L'une des prémisses de cette étude était qu'il y a une pénurie d'arbitres au Québec. Or, si le problème s'est quelque peu résorbé en vertu des mesures récemment implantées par Hockey Québec, un problème demeure: de nombreux arbitres quittent le milieu après quelques années.
« Les jeunes arbitres s'inscrivent. Le défi qu'on a, c'est qu'ils ne restent pas, s'est désolé Auger. Près de la moitié part après un an ou deux. Il est là le problème: le taux de roulement. L'arbitrage, ce n'est pas juste d'apprendre le règlement; ça prend du temps. C'est du 'millage'. Tu ne deviens pas bon arbitre du jour au lendemain. Si on recommence tout le temps avec des nouveaux, c'est difficile de développer une expertise. »
« Évidemment, ça affecte le niveau du jeu et tout le développement du hockey », a-t-il résumé.
Gouvernance et hockey féminin
Deux autres priorités marqueront le mandat d'Auger à la barre de Hockey Québec: la gouvernance et le hockey féminin.
Lorsque Thibault a quitté son poste, il a lancé un message très clair à son successeur. Certains dirigeants d'associations régionales ne veulent rien entendre des changements au niveau de la gouvernance.
Pour Auger, le chantier n'en est qu'à ses débuts. L'accueil positif au sein des associations du projet pour un département d'arbitrage semble être un premier pas positif dans les relations. Le directeur général croit que les associations ont adhéré au plan et que ça va «super bien».
En ce qui a trait à la gouvernance, Auger estime qu'il n'a pas toutes les données en main pour se prononcer.

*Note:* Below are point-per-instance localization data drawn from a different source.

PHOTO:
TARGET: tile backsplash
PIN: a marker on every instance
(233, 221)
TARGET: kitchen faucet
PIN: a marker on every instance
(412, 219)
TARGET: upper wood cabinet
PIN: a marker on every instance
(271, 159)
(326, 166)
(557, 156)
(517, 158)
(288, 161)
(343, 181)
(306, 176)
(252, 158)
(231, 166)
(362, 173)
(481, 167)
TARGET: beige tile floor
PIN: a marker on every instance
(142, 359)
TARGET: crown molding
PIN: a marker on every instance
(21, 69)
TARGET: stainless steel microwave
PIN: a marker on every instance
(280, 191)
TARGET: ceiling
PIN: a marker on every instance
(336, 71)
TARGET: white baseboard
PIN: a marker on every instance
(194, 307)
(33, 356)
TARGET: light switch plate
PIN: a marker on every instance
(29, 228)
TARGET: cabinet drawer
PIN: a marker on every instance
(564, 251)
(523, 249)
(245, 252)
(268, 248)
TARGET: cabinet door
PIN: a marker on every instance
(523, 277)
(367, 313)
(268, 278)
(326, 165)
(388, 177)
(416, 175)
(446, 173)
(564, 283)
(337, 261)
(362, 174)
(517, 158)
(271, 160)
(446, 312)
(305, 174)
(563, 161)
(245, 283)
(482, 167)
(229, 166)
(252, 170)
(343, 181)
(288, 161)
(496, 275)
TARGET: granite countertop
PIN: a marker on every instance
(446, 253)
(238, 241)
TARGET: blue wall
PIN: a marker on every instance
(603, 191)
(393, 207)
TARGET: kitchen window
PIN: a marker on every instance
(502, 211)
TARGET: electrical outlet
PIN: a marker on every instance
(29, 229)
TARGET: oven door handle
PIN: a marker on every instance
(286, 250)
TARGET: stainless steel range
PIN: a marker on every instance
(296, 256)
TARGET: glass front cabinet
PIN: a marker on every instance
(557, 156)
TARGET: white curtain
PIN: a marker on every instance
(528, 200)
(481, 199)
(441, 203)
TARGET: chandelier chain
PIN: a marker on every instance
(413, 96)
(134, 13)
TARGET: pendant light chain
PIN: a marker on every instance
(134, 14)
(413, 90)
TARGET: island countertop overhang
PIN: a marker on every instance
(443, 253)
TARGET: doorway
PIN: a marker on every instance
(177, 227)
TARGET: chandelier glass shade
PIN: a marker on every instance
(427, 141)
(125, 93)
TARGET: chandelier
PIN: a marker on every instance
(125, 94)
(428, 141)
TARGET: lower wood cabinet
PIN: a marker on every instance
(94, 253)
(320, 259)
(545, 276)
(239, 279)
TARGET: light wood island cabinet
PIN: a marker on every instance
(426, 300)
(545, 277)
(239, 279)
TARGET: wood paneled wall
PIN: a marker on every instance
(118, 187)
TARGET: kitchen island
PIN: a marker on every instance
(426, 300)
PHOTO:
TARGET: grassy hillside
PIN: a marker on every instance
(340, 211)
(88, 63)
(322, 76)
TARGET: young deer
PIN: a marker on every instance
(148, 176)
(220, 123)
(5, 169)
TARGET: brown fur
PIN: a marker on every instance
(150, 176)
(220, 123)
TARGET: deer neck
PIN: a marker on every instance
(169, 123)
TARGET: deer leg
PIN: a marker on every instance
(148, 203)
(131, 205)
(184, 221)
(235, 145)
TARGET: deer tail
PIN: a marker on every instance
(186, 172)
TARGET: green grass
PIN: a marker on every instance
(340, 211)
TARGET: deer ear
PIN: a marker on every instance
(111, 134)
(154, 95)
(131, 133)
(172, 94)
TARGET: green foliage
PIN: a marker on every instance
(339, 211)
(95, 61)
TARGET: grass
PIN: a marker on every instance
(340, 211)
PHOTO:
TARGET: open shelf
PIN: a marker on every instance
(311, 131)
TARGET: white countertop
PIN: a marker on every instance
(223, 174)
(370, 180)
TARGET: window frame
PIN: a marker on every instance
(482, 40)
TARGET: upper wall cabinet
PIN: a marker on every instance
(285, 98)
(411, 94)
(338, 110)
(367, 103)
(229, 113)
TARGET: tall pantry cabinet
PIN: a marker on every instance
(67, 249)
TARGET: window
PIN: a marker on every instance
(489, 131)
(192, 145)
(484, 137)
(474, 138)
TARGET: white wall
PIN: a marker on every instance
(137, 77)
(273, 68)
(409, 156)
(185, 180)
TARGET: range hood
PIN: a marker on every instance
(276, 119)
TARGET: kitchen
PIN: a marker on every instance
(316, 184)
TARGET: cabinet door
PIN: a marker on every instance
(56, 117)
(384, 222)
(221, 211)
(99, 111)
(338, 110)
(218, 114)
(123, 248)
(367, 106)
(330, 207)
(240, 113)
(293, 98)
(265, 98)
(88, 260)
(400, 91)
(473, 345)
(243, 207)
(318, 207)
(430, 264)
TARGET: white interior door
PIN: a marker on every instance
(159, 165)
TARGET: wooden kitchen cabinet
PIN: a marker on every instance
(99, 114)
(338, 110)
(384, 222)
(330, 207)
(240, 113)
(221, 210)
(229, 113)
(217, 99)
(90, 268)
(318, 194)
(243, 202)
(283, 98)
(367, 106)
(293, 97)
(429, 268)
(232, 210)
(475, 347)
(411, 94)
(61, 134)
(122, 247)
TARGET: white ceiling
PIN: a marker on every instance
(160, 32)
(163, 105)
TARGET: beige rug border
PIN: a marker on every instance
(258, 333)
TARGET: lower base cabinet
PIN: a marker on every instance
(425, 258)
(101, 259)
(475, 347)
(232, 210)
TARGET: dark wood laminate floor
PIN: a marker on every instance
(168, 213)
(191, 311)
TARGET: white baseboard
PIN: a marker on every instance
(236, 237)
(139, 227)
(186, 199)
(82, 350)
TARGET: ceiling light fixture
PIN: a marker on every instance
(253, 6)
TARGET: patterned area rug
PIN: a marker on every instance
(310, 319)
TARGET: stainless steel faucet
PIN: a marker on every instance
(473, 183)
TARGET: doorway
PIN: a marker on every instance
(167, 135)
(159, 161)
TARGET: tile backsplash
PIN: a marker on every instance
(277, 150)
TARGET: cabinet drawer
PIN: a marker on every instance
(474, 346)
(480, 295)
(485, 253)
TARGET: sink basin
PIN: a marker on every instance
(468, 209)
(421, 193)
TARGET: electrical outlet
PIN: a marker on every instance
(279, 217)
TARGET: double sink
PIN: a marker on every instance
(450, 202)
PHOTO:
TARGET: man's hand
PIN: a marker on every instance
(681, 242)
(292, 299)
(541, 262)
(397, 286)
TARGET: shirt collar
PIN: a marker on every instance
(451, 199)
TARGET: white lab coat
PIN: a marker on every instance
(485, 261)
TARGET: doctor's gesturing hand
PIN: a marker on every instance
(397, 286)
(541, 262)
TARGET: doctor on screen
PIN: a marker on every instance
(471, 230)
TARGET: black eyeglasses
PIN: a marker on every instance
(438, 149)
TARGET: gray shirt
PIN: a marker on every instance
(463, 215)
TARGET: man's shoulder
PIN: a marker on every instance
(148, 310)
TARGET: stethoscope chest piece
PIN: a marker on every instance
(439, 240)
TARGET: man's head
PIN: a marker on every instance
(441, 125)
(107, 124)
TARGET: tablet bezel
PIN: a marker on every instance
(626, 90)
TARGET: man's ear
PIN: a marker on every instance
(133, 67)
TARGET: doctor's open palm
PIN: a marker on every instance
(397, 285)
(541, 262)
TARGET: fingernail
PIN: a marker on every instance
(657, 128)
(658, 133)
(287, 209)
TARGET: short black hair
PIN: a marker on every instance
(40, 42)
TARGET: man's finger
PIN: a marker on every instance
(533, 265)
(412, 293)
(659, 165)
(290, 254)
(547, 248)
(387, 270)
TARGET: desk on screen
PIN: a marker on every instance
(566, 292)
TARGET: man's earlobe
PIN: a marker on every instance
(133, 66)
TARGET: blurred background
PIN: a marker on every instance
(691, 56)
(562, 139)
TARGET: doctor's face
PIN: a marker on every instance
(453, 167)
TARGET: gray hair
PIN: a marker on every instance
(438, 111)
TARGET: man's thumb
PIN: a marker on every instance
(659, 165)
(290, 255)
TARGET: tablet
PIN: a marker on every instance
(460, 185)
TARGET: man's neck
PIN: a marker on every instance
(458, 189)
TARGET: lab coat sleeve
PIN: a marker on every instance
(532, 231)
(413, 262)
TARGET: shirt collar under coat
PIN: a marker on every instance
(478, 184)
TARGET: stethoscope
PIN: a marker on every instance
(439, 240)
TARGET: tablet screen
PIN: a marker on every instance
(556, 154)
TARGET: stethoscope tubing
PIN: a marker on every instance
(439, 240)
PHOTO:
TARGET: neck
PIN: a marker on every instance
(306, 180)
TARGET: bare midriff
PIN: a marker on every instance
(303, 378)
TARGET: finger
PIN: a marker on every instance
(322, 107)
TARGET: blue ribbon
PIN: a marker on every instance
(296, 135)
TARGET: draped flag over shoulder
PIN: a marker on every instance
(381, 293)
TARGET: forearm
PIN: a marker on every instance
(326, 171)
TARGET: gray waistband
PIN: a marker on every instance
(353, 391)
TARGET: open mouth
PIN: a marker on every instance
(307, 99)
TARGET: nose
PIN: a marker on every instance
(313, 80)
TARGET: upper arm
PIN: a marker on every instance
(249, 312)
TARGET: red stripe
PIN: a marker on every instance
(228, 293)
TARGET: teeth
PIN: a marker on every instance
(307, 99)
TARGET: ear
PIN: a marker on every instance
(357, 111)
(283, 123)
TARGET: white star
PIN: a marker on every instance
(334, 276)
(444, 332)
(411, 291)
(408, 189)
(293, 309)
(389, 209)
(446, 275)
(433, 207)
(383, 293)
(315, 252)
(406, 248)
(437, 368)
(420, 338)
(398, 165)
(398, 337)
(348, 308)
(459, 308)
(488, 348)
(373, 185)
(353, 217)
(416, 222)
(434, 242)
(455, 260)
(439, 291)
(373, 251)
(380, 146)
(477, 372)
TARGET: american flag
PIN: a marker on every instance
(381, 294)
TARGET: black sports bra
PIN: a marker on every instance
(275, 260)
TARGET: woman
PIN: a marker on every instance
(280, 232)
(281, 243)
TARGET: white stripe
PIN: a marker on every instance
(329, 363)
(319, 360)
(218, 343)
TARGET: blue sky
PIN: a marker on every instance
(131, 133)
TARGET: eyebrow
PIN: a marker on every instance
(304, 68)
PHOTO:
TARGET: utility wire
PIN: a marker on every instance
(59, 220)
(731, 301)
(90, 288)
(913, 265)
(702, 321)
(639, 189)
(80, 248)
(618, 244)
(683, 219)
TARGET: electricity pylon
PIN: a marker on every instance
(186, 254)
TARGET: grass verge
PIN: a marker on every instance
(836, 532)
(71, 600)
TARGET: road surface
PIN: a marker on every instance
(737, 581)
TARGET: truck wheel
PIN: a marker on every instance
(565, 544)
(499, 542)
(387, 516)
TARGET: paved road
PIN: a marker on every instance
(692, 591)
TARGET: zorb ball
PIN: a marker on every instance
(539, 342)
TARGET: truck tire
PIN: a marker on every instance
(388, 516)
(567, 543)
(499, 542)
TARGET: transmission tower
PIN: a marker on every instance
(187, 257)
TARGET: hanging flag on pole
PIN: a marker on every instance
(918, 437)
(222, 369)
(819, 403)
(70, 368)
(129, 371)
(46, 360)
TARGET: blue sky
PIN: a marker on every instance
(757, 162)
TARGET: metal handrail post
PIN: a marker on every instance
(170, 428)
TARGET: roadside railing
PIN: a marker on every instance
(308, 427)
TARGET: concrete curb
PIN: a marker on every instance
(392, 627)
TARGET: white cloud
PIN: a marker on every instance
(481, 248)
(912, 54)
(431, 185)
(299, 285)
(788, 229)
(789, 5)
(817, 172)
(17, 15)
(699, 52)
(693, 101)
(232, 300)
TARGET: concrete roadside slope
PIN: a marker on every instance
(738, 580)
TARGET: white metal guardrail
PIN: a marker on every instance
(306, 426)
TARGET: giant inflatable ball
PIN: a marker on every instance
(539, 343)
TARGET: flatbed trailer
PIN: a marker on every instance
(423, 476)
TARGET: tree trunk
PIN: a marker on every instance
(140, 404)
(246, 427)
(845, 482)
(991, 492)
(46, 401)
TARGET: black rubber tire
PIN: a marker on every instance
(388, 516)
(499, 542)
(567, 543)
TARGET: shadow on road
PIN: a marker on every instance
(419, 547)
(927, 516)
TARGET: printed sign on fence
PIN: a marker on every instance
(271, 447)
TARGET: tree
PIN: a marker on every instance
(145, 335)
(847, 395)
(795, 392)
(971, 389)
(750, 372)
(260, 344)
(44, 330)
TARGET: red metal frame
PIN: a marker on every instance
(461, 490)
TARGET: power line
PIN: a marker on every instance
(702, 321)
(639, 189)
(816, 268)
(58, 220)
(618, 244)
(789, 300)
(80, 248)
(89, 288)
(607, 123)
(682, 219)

À la fin du mois de juillet, Hockey Québec a annoncé qu'elle avait mandaté la firme KPMG pour procéder à un audit de ses programmes Sport-études et des 14 associations régionales.
« Les régions ont embarqué dans ça, a-t-il avancé. Ce qu'on leur a dit, c'est qu'on aimerait avoir un portrait de la situation. On veut voir quelles sont les problématiques. Le processus est en place, et pour l'instant, tout le monde participe bien. »
« C'est dur de prendre des actions quand des informations te manquent. Là, on va avoir un portrait général », a-t-il expliqué.
Auger a mentionné qu'il allait porter une attention particulière au développement du hockey féminin lors de sa nomination. Il est rapidement passé de la parole aux actes en mettant sur pied un département de hockey féminin et en faisant de Stéphanie Poirier sa directrice.
« C'est la première action que j'ai faite en poste », a fièrement déclaré Auger.
« Il faut plus de joueuses. On est à peu près à (8100) joueuses au Québec, et il y en a plus de 50 000 en Ontario. Évidemment, il y a une culture, un développement qui s'est fait là-bas et qui, pour toutes sortes de raison, n'a pas atteint le même niveau ici », a-t-il conclu.